NO3ラジカル (以下NO,) とN2O5は夜間に高濃度で存在する物質である。
NO3はモノテルペン類を始めとするVOC等と反応し, 過酸化ラジカルや硝酸を生成する。N2O5はエアロゾル表面で不均一反応を起し, 硝酸を生成する。これらの反応は夜間における重要なNOx消失反応である。
今回, 我々は新しい手法としてレーザー誘起蛍光法 (LIF法) を用いた高感度, 高時間分解能を有するNO3/N2O5測定装置を開発した。NO3, N2O5の検出下限値はそれぞれ5pptv, 7pptvである (10分値)。
この装置を用いて2003年の12月に東京都立大学 (東京都八王子市) にて夜間都市大気中のN2O5の測定を行ったところ, 100-800PPtvのN2O5が観測された。また, NOの存在下でもN2O5が存在することがわかった。

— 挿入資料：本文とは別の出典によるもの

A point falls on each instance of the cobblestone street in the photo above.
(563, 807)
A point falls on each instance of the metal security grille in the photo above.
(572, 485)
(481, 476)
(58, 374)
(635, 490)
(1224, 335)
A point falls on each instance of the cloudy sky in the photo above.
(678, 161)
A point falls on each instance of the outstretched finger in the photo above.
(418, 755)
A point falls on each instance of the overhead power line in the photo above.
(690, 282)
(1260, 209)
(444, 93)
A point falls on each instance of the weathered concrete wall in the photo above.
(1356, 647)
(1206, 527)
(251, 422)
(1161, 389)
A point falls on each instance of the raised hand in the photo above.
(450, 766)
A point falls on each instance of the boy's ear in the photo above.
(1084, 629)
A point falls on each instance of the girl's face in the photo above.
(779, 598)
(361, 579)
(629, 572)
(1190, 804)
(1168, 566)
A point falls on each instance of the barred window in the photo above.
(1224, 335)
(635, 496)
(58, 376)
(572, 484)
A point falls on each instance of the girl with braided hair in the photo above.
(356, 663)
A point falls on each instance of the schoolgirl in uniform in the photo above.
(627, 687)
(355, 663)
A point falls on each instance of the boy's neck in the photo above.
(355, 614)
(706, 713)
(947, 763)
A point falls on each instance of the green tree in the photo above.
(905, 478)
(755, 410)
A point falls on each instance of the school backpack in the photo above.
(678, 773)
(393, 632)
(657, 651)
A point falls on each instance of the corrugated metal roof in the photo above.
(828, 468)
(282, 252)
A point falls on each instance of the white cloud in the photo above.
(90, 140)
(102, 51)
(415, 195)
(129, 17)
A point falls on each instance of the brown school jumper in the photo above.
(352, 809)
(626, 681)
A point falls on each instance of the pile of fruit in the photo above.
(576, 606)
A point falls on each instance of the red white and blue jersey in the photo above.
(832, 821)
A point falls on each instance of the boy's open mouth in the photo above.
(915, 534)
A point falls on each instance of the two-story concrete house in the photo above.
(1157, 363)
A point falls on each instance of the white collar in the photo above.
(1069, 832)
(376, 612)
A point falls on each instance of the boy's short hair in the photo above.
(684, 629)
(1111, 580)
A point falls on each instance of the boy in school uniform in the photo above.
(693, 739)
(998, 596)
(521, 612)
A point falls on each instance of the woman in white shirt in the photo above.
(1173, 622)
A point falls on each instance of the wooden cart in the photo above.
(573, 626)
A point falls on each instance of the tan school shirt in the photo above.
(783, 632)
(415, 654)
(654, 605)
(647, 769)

この観測の結果, 冬季におけるNOx消失反応としてNO3とVOCの反応は寄与が小さく, N2O5の不均一反応が支配的であることがわかった。N2O5の不均一反応によるNOx消失量は5.4ppbv/nightとなり, 昼間のOHラジカルを介した反応と同程度の量であった。このことから, 夜間におけるN2O5の反応は大気の酸性化に重要な役割を果たすことが判明した。